Is a marriage performed by a witch doctor legitimate?

Question:

Here in Africa people go to witch doctors in order to get married, which is a sin. Now can you please tell me if people, who are married by a witch doctor, are allowed to have sex with each other because that for me is a sin? Marriage is from God, and it's considered too pure. Where is the purity in such a marriage? We all know that sex before marriage is a sin, but many people are sinning through marriage that God doesn't allow because of spells, magic, and witchcraft. It's also unfair to those being forced into those marriages because they are in contact with sin, thinking that their marriage is from God, but it's actually from a witch doctor. I am sitting in such a situation, and this poor man cries every day because he is married to a woman he doesn't love.

These are the people you need to help.

Answer:

The core question is whether a marriage done in a non-Christian environment is considered a marriage.

From God's point of view, marriage is formed by a covenant (Malachi 2:14). There is no requirement requiring who performs the marriage, nor do you see a requirement that people married prior to becoming Christians must marry again. Instead, we find rules that state that marriages prior to becoming a Christian are recognized as legitimate. "But to the rest I say, not the Lord, that if any brother has a wife who is an unbeliever, and she consents to live with him, he must not divorce her. And a woman who has an unbelieving husband, and he consents to live with her, she must not send her husband away. For the unbelieving husband is sanctified through his wife, and the unbelieving wife is sanctified through her believing husband; for otherwise your children are unclean, but now they are holy" (I Corinthians 7:12-14).

Purity in marriage comes about because those involved save their sexual relationship only for their spouse. "Marriage is honorable among all, and the bed undefiled; but fornicators and adulterers God will judge" (Hebrews 13:4).

Marriages are not forced because the two people entering the covenant do so willingly.
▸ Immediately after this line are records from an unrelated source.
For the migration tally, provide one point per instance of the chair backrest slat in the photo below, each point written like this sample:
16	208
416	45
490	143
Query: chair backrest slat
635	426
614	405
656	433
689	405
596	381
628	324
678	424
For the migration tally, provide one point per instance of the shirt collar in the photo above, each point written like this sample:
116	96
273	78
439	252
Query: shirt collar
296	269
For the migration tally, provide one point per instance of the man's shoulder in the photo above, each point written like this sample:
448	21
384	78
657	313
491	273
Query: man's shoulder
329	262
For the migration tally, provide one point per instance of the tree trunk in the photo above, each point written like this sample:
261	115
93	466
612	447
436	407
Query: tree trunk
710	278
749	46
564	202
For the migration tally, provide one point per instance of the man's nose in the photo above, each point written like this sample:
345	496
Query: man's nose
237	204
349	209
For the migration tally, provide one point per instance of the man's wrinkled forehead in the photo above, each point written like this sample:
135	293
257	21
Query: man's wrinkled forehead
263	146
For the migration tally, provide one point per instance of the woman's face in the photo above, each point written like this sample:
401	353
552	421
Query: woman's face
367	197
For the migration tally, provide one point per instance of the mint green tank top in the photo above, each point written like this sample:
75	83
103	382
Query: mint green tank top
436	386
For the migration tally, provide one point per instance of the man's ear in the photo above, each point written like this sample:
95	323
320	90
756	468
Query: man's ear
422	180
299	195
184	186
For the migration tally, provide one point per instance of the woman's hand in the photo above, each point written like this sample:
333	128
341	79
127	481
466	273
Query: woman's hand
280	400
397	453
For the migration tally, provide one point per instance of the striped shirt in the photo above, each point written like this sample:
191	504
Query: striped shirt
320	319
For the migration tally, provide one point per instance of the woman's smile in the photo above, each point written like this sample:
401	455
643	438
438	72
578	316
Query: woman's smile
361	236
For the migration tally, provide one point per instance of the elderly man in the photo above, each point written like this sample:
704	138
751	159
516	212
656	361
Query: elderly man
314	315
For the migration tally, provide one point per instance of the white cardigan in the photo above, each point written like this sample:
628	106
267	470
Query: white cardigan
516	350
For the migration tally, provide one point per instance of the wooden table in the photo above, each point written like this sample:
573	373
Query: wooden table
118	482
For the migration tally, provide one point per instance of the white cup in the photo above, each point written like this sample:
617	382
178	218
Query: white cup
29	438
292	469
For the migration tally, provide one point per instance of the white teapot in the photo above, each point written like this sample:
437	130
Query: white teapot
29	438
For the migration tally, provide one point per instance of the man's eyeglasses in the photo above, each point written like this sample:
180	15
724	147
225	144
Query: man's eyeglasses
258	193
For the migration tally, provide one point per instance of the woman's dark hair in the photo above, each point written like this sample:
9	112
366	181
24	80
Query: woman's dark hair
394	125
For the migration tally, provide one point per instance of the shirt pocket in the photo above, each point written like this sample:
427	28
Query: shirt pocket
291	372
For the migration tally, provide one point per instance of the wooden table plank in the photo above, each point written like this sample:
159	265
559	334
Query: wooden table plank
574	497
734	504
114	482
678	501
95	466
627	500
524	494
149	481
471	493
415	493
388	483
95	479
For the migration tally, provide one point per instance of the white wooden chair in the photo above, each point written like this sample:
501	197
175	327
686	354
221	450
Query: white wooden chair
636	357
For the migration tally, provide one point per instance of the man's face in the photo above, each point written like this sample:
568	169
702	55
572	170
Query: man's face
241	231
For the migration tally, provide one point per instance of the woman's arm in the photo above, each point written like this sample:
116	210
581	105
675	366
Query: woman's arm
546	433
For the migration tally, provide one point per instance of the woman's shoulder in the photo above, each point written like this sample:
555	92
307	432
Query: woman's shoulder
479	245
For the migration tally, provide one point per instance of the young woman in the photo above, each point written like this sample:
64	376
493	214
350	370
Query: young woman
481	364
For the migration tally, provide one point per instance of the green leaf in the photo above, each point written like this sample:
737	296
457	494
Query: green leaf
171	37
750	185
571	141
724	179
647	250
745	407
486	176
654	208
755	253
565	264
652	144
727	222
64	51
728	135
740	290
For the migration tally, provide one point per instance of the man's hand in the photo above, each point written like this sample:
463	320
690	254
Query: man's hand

If you don't love your wife, then I must ask why did you enter into a marriage with her? I understand that you don't love her now, but if you willingly entered into marriage with her, then you are violating your obligations as a husband. "Nevertheless let each one of you in particular so love his own wife as himself, and let the wife see that she respects her husband" (Ephesians 5:33). Love isn't a feeling, though it generates feelings. Love is how you treat the person you love. It is not optional whether a Christian husband loves his wife.